The intended users of my product (and its API) are organic chemists and cheminformatics programmers. In practice, several organic chemists neither program themselves nor have programming assistants.

My product has several basic capabilities built into it. These are exposed as callable or configurable algorithms. What I also want to do is enable the user to extend the capabilities of the product through plug-ins.

In the Java land, this is well-studied problem, with more than one established way of solving. In the Go scenario, on the other hand, this is not straight-forward. Go programs are linked statically. There are requisites to enable plug-ins.

What would I need to do?

  1. Supply the statically-linked full product.
  2. Supply *.a files of my product's packages, and *.o files of the driver part.

What would my customer need to do?

  1. Install gcc and family and their dependencies. [Once; update: not needed after Go1. Thanks Andrew Gerrand!]
  2. Install (and maintain) the Go development environment. [Once, at least after Go1.]
  3. Download the plug-in package file .a, and place it in a designated directory.
  4. Build and install the application.[1]

Why will this not work?

It could, with programmers. It, unfortunately, will not, with chemists. For many chemists, the exertion of supplying input to a computer program and reading its output using a suitable viewer, is a considerable condescension. Should I ask them to compile code, and that too for each plug-in, typical chemists will laugh me out of court!

The API Consumption Issue

Most foot soldier programmers at pharmaceutical companies, biotechnology companies and informatics services providers have graduated in the last ten years, or so. Most of them learned Java as their first language, and have used it the most. Naturally, they tend to gravitate towards solutions with a published Java API.
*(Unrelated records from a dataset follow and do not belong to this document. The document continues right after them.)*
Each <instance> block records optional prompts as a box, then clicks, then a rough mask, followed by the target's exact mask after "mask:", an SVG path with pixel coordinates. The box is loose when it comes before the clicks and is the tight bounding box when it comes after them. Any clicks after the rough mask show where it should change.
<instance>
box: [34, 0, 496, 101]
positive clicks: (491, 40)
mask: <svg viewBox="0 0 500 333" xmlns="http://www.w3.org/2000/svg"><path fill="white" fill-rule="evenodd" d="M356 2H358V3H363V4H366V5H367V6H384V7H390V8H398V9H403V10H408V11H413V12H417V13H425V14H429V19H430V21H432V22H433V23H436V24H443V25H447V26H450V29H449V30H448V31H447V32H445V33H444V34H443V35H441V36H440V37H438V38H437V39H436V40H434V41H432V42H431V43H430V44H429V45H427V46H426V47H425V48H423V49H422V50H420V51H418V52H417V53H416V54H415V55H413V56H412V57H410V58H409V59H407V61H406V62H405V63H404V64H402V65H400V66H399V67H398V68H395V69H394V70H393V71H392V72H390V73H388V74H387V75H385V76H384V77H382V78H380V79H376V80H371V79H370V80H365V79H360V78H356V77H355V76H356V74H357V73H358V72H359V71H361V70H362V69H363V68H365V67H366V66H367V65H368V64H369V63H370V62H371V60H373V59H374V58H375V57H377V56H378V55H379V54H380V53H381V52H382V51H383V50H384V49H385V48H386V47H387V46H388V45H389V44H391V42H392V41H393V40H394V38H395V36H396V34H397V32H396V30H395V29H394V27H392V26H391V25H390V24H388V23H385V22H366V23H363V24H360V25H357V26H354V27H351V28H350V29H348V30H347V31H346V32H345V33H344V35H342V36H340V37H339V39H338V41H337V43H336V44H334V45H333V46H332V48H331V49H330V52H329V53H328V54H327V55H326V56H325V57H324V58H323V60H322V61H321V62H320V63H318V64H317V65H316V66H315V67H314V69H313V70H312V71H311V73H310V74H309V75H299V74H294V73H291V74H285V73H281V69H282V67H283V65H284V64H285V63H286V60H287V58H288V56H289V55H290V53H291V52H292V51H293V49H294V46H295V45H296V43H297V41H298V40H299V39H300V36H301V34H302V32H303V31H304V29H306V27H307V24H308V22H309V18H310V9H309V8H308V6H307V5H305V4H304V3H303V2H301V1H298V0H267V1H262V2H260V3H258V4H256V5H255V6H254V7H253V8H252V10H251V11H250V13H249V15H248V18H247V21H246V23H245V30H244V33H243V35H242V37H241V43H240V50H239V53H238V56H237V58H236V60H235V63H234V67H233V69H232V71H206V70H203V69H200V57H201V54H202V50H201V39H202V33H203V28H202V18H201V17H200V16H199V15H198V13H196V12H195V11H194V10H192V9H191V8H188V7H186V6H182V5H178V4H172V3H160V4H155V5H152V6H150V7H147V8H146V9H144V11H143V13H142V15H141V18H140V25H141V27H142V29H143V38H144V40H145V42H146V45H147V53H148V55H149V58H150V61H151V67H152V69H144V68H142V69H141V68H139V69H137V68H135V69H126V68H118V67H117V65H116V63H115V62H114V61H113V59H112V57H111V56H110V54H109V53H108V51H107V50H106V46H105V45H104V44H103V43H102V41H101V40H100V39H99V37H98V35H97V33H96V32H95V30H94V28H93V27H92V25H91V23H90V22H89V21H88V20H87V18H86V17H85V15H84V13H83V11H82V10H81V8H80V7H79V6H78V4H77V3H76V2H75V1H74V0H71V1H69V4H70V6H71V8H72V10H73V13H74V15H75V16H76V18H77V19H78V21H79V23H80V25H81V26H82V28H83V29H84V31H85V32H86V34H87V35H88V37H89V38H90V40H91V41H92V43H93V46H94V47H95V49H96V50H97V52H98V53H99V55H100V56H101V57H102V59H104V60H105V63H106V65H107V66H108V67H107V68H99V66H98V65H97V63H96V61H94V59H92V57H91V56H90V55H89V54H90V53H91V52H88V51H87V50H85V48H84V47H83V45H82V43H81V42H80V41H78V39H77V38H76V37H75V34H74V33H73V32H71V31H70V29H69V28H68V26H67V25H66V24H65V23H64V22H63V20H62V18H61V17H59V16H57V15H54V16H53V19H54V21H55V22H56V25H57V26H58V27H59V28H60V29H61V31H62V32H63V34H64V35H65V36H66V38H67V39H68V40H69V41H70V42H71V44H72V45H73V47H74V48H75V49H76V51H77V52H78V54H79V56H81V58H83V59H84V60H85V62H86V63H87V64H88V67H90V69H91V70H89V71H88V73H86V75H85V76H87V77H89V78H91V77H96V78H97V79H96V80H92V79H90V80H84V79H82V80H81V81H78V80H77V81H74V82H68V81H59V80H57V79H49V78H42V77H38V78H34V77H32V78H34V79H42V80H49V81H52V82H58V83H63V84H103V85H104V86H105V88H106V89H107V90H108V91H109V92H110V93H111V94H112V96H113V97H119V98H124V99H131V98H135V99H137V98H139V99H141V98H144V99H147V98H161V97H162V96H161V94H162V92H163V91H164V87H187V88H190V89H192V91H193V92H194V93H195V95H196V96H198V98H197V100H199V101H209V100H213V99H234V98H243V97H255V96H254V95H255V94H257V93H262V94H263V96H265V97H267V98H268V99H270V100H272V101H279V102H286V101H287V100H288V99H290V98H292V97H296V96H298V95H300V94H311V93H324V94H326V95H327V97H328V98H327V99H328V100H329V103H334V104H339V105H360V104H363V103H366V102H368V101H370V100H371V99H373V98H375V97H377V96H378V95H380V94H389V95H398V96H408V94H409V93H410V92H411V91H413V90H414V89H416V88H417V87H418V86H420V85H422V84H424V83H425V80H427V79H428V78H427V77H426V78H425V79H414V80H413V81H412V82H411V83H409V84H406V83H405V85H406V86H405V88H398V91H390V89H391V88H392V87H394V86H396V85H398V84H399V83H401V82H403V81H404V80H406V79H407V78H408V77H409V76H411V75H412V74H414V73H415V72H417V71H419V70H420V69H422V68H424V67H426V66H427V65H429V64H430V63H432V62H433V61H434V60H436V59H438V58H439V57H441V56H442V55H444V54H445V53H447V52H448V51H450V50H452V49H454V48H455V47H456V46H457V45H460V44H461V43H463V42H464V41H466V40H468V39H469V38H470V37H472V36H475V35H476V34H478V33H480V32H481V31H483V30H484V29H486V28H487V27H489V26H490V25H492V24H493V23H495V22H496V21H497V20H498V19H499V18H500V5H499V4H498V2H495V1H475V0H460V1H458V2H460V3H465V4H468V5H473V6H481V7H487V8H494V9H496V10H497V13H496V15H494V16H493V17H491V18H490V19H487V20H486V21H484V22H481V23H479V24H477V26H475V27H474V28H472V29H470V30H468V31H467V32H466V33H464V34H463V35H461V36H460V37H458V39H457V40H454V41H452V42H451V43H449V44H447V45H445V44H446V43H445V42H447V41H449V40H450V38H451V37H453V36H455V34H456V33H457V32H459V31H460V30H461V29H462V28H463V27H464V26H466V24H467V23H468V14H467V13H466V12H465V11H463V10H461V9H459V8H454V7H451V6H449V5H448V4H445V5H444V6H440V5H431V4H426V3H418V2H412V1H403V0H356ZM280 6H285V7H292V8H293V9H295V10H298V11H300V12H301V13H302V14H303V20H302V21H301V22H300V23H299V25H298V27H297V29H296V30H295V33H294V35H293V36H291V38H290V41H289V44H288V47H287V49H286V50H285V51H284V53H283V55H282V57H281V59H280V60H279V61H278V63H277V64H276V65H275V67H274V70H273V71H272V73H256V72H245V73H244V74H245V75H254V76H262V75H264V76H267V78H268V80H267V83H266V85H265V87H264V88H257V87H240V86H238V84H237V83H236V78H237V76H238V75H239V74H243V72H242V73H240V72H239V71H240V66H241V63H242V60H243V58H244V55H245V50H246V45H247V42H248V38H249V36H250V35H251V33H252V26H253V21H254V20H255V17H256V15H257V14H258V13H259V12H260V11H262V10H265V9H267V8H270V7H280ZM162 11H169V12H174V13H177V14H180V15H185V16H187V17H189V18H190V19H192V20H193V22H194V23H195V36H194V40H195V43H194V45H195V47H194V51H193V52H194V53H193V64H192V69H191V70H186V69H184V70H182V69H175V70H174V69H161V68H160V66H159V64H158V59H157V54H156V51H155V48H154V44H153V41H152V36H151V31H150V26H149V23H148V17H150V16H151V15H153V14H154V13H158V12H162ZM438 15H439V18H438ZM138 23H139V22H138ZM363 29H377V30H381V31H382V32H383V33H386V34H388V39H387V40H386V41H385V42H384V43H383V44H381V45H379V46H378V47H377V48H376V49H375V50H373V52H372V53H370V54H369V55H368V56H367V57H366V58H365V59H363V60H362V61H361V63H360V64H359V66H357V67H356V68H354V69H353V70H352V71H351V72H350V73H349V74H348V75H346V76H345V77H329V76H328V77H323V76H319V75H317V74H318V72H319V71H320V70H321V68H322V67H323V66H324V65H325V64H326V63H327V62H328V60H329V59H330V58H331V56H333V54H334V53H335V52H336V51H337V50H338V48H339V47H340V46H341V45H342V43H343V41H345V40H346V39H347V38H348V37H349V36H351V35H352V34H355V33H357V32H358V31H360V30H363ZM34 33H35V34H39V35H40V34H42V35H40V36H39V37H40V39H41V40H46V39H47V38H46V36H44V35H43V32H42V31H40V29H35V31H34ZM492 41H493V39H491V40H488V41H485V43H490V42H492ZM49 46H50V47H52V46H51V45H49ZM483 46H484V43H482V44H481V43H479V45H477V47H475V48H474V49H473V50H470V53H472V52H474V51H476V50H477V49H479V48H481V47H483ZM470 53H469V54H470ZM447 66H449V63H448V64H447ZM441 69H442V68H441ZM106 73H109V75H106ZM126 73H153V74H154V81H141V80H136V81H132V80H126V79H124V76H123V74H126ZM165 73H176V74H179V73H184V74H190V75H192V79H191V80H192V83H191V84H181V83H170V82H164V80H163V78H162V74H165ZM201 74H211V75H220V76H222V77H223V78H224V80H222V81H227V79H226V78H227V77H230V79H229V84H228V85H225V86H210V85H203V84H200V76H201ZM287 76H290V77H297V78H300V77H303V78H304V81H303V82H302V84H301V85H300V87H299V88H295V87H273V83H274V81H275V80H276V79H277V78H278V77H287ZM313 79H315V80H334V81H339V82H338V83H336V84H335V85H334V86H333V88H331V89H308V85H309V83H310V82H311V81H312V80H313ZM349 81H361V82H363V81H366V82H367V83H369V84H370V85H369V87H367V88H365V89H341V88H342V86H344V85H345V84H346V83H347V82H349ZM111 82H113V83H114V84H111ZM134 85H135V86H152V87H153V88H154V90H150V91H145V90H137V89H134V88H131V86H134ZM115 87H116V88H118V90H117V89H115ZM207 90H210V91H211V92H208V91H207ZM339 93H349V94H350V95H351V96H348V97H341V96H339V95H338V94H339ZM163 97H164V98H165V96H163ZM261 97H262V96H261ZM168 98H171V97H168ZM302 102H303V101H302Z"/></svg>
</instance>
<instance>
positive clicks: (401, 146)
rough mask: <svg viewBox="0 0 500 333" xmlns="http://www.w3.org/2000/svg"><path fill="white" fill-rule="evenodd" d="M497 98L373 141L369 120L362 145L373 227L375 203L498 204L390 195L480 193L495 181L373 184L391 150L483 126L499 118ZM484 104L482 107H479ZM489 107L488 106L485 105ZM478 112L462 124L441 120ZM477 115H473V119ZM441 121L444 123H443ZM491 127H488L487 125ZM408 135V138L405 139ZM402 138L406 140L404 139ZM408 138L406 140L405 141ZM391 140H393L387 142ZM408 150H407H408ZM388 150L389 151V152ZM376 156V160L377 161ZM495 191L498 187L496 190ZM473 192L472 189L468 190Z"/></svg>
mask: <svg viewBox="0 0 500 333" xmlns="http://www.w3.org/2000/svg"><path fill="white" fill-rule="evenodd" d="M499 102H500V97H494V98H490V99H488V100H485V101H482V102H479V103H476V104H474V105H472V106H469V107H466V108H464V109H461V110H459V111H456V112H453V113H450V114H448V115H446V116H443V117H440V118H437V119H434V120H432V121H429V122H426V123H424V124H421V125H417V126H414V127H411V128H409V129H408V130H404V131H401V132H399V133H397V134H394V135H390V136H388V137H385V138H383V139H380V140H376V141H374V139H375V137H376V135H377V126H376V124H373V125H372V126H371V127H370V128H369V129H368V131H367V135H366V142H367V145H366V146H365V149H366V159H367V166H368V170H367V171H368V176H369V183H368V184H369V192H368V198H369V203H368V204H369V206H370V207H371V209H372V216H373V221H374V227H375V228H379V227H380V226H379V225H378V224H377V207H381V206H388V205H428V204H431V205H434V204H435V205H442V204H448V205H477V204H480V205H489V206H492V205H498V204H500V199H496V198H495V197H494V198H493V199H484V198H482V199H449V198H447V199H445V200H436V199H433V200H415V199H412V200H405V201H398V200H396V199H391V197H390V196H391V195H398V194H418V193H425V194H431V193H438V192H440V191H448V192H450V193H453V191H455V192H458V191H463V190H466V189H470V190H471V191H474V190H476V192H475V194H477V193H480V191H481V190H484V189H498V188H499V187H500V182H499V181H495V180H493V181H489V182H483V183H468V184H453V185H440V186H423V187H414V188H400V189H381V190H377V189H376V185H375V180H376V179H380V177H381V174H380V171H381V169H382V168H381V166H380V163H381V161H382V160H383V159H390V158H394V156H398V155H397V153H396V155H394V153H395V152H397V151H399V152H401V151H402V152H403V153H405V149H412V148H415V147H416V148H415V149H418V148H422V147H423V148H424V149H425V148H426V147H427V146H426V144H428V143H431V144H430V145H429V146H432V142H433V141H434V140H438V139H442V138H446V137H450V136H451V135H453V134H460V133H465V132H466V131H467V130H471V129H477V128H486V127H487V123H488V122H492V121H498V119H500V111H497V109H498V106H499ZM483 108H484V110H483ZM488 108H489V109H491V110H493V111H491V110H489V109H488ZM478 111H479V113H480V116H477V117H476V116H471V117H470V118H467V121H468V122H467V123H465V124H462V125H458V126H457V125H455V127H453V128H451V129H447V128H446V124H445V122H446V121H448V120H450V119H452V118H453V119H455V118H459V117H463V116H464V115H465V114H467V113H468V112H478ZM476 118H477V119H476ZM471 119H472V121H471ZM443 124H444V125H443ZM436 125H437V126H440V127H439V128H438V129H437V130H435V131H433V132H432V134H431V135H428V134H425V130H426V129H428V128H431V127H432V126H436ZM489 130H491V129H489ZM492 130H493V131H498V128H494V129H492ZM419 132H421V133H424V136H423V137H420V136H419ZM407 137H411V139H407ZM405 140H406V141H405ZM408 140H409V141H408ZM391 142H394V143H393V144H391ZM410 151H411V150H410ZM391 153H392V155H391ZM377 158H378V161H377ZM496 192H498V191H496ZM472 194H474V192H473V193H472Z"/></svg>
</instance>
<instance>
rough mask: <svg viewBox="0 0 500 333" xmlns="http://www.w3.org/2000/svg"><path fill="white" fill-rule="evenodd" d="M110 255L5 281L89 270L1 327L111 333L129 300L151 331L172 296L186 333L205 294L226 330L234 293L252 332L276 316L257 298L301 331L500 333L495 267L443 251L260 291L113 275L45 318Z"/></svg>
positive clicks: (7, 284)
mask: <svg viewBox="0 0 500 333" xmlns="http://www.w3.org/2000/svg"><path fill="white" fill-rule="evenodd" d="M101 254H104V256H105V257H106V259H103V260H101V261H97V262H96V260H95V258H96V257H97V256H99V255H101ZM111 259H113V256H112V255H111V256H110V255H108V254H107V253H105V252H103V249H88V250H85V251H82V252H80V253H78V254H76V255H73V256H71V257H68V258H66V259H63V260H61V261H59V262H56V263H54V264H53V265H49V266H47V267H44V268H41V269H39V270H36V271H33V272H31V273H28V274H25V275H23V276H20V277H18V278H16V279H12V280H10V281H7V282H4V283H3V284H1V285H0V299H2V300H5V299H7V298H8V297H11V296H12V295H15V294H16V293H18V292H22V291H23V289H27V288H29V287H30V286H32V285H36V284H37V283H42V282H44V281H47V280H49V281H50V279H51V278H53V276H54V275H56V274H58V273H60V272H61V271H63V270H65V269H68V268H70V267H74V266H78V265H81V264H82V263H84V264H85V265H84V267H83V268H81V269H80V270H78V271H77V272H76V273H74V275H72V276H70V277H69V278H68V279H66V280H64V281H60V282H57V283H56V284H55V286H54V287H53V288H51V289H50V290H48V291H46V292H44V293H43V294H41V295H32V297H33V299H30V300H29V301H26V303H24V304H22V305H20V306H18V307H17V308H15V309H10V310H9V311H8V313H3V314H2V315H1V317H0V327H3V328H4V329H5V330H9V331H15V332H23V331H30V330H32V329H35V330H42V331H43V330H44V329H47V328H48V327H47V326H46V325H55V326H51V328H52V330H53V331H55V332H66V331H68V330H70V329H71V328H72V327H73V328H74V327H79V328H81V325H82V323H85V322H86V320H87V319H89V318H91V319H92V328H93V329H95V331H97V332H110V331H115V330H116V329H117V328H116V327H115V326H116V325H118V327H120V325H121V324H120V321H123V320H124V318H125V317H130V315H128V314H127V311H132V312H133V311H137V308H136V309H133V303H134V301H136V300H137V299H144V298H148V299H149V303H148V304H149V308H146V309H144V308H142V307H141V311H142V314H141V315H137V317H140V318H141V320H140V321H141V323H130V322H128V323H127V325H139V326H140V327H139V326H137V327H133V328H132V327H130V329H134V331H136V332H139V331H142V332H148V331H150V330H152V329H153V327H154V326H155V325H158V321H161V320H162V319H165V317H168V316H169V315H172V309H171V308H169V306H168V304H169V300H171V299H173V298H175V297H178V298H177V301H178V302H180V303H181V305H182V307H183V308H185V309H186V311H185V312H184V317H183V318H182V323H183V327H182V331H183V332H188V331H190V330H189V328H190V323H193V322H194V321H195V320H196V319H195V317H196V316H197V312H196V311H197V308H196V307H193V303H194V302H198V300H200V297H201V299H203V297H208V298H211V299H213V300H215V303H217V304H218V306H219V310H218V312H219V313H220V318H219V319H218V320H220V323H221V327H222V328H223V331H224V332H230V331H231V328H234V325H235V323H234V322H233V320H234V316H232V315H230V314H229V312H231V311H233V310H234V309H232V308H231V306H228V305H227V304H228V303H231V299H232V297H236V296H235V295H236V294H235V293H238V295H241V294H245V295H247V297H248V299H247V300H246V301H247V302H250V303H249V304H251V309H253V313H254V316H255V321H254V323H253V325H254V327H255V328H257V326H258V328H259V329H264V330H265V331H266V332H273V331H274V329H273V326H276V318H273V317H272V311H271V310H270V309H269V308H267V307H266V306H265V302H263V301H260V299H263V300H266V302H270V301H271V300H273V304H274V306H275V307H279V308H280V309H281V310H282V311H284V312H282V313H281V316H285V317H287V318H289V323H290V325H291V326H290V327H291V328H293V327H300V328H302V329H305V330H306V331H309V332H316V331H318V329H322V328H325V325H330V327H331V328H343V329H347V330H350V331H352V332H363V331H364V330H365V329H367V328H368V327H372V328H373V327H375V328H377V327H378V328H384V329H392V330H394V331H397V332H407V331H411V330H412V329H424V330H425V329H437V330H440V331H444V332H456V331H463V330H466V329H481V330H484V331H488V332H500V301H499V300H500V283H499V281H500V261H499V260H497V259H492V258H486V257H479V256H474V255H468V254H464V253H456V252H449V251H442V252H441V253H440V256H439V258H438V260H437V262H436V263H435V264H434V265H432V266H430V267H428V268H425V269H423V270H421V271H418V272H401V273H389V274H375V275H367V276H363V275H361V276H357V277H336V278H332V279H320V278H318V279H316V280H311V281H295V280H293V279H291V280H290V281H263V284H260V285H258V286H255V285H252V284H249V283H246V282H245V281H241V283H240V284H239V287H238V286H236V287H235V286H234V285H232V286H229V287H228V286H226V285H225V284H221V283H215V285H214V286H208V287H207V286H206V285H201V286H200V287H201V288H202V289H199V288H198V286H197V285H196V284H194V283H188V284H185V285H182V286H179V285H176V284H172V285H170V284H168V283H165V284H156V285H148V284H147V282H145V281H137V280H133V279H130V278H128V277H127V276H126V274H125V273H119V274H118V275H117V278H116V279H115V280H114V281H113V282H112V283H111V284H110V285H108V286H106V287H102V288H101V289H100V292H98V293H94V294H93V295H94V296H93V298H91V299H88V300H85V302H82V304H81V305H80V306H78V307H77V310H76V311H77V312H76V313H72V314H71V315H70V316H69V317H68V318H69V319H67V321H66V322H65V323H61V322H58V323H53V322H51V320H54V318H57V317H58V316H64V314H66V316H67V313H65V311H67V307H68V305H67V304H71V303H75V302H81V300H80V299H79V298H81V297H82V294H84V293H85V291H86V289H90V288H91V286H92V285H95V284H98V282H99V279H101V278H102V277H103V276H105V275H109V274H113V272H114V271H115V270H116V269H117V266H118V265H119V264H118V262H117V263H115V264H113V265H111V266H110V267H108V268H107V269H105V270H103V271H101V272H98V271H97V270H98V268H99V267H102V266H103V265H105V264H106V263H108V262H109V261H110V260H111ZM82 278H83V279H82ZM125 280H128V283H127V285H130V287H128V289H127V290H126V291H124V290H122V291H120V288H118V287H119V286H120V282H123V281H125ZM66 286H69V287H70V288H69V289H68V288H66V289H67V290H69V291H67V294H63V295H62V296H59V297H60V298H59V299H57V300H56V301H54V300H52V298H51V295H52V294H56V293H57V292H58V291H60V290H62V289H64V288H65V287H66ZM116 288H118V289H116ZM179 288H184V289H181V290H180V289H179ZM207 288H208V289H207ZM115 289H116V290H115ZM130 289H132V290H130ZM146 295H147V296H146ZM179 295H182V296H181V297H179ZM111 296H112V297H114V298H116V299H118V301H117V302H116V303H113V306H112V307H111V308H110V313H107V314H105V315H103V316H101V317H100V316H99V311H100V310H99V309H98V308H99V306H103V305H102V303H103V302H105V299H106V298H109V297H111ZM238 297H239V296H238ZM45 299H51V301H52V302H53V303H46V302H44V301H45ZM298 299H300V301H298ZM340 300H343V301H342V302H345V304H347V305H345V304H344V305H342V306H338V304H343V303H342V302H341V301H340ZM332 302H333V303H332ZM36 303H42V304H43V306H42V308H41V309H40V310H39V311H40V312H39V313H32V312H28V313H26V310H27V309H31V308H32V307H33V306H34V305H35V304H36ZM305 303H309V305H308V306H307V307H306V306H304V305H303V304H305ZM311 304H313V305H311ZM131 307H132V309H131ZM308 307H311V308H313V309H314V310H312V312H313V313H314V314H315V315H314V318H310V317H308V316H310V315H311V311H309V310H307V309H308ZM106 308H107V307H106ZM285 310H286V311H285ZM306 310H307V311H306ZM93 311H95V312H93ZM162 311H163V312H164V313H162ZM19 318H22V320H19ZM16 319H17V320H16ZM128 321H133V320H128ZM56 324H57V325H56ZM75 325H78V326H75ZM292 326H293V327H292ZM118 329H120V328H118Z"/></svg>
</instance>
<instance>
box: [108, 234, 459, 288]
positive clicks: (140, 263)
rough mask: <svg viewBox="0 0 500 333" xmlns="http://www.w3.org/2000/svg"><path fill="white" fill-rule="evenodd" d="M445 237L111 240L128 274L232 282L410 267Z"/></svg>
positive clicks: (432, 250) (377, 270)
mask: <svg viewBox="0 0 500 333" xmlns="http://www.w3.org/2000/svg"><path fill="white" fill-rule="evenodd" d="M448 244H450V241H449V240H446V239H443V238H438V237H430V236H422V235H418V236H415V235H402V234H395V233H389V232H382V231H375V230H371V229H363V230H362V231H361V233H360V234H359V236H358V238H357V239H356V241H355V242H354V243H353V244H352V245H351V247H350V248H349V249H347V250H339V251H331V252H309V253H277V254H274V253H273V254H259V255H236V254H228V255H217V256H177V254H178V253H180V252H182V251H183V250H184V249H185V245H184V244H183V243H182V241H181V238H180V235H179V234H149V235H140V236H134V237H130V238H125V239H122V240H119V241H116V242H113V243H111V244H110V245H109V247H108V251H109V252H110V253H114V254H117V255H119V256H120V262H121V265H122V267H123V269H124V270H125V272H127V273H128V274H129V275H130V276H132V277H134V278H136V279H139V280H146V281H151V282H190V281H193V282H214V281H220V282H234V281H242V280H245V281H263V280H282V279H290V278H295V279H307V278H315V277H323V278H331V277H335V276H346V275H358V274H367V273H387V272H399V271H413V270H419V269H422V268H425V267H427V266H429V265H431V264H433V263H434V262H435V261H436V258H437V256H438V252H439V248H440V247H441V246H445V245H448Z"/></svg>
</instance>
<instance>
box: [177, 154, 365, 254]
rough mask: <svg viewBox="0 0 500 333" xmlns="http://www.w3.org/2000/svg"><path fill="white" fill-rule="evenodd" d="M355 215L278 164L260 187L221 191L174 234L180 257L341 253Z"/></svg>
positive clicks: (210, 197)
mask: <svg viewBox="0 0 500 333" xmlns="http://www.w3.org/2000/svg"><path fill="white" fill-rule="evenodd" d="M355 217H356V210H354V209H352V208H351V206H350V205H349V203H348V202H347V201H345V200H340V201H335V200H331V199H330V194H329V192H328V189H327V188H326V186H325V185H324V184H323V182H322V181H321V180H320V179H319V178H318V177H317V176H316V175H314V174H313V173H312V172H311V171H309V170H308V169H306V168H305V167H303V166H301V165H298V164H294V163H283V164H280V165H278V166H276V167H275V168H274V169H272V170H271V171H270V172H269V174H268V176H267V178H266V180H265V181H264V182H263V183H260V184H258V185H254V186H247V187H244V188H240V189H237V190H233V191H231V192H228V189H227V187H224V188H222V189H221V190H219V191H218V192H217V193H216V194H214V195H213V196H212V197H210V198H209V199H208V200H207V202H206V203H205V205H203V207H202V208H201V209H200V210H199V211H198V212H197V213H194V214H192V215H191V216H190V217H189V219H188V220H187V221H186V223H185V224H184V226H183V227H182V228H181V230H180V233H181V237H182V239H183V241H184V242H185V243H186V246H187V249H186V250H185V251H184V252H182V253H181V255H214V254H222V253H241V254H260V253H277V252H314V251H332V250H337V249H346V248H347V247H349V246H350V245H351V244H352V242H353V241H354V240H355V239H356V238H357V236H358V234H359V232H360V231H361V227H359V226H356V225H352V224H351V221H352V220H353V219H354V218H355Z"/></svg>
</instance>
Chemistry product companies acknowledge this. Almost all of them provide a Java API for their products and libraries.[2] Those that have remained with a non-Java API are certainly not the leaders today!

Therefore, for me to appeal to those programmers, I must provide a fully capable Java API. My prospects of commercial success depend on that factor in no minor way.

Conclusion

Accordingly, I have shifted the product to Java. My team and I have begun re-designing and re-implementing the legacy product — this time to suit a more Java-like style; to appeal to Java audience!



[1] goinstall does not help, since it needs source code to be available. Plug-in authors may not be willing to publish source code.

[2] If they cannot provide a proper Java API, they at least provide a JNI wrapper.